OpenAI, qui dit avoir failli accepter l’offre d’Elon Musk, finit par refuser cette proposition : « Nous avons plusieurs préoccupations importantes dont nous n’avons parlé à aucun d’entre vous. Nous ne les avons pas soulevées parce que nous avions peur de le faire. Nous avions peur de nuire à notre relation, que vous ayez une moins bonne opinion de nous, ou que vous perdiez votre statut de partenaires », écrivent Ilya Sutskever et Greg Brockman le 20 septembre 2017.
« La structure actuelle vous offre la possibilité d’exercer un contrôle unilatéral absolu sur l’AGI. Vous avez déclaré que vous ne vouliez pas contrôler l’AGI final, mais au cours de cette négociation, vous nous avez montré que le contrôle absolu était extrêmement important pour vous », peut-on lire dans son mail adressée au patron de Tesla.
« Nous craignons qu’au fur et à mesure que la société progresse réellement vers l’AGI, vous choisissiez de conserver le contrôle absolu de la société en dépit des intentions contraires actuelles » alarme OpenAI. Ilya Sutskever et Greg Brockman disent notamment craindre qu’Elon Musk fusionne Tesla et OpenAI, avec pour objectif de transformer l’entreprise en une machine à cash. Ils s’interrogent aussi sur les ambitions politiques de Sam Altman.

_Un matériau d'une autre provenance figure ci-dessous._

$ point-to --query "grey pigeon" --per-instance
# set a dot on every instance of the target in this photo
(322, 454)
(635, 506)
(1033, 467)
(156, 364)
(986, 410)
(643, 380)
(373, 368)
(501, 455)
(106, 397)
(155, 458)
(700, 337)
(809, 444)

Au moment de l’envoi du mail, la discussion est encore ouverte… mais Elon Musk se vexe. « Soit vous faites quelque chose de votre côté, soit vous continuez avec OpenAI en tant qu’organisation à but non lucratif. Je ne financerai plus OpenAI tant que vous n’aurez pas pris l’engagement ferme de rester ou que je ne serai pas un imbécile qui fournit essentiellement un financement gratuit pour que vous créiez une startup » écrit le milliardaire 9 minutes plus tard. Il ajoute quelques secondes plus tard : « Pour être clair, il ne s’agit pas d’un ultimatum pour accepter ce qui a été discuté auparavant. Il n’en est plus question ». Sam Altman ironise : « Je reste enthousiaste à l’égard de la structure à but non lucratif ! »
Elon Musk a tenté de récupérer OpenAI, en vain
Après l’échec des négociations, Elon Musk est de nouveau revenu à plusieurs reprises. Il propose en janvier 2018 une fusion d’OpenAI et de Tesla, pour contrecarrer Google, ce que l’entreprise refuse. En conséquence, Elon Musk démissionne d’OpenAI.
Malgré l’émergence de tensions, OpenAI a proposé à Elon Musk de continuer à le financer fin 2018, ce qui semblait emballer le milliardaire à l’époque. Elon Musk continue de mettre la pression sur OpenAI, en leur prédisant notamment « 0 % de réussite, pas 1 % », sans changements. « OpenAI me fait penser à Bezos et Blue Origin. Ils sont désespérément en retard sur SpaceX et leur situation empire, mais l’ego de Bezos le pousse à croire que ce n’est pas le cas ! » écrit Musk.
La suite, c’est le succès d’OpenAI, qui commence à être valorisé à hauteur de plusieurs milliards de dollars. Elon Musk aimerait récupérer son gain, mais c’est impossible dans une structure à but non lucratif.
Le milliardaire part ensuite en croisade contre l’IA, en signant une lettre contre son développement, puis lance parallèlement son rival d’OpenAI. Depuis, il tente se venger en coulant l’entreprise, qu’il accuse d’avoir trahi sa mission originelle. La menace pour OpenAI plane désormais dans l’élection de Donald Trump, qui confère des pouvoirs inédits à Elon Musk.